Hi, I’m Iconoclass, I’ve created several different types of worlds and with this tutorial series I will show you that you can create your very own too!
This will be a series approachable by everyone, including those who have never touched 3D. It will use a Unity-only workflow; I believe this is the fastest, most iterable, and most beginner friendly approach to world creation.
This will be a comprehensive beginner course that covers everything one should need to know in building a world, including best practices that will lead to higher framerates, lower world sizes and easier iteration.
Introduction to Unity and VRCSDK
Hi! Welcome to the first tutorial in my how to make your first vrchat world series! In this tutorial, you will learn how to install Unity, navigate it, import the VRCSDK and upload a world! Don’t worry, it won’t be a finished world yet, we just need to make sure that everything works properly before we make a huge time investment!
First, you will need to go to the following link to download the latest version of Unity that VRChat uses. You must be using this exact version or it will not work! Install the Unity Hub as it will be useful in managing multiple Unity versions and platforms; this way, we can easily upload to PC and Quest, and can upgrade Unity when VRChat updates the version of Unity it runs on.

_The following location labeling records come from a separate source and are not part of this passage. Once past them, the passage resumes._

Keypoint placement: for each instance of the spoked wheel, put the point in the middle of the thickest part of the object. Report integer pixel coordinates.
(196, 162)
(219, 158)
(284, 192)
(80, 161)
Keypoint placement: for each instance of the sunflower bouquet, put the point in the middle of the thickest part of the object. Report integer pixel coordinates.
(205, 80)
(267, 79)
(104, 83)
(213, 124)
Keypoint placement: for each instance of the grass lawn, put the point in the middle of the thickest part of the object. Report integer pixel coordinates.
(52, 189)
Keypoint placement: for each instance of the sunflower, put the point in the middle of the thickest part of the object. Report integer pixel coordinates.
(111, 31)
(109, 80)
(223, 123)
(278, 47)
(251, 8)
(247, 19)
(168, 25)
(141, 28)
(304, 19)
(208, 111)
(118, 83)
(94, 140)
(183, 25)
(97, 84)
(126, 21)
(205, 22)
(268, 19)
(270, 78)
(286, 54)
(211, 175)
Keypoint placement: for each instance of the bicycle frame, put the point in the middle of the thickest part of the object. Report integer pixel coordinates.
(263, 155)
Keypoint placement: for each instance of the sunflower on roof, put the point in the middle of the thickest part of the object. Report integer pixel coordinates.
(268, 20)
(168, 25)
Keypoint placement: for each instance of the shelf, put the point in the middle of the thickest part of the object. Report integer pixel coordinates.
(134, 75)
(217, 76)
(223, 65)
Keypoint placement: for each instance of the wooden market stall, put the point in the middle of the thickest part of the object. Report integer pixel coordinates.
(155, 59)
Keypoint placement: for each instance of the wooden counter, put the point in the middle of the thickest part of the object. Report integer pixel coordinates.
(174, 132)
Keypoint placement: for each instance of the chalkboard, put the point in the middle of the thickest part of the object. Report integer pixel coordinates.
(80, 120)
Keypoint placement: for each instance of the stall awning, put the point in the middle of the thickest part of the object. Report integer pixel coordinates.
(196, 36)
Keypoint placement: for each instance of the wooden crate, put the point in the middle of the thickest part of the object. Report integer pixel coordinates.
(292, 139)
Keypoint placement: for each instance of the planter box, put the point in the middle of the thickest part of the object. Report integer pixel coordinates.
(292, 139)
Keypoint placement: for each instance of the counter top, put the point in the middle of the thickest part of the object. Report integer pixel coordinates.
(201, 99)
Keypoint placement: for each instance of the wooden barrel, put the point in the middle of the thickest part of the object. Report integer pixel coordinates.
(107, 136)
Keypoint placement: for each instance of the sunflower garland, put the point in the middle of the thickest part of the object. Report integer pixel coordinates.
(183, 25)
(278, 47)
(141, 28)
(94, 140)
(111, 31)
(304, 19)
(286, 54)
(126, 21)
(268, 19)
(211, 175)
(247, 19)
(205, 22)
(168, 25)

As of recording, as listed on the website, download Unity version 2018.4.2f1, and make sure to check the Android box as this will allow us to also upload for Quest.
Once that is installed, open the Unity Hub and click New at the top right. Name your project, select a location, select the 3D template and hit create! Tip: I recommend putting all your VRChat Unity projects in a folder on your larger hard drive if you have multiple, they can get pretty big!
Once all that is finished, Unity will take a bit to set everything up and then it will open! You should now see the default layout of Unity when you first create a project.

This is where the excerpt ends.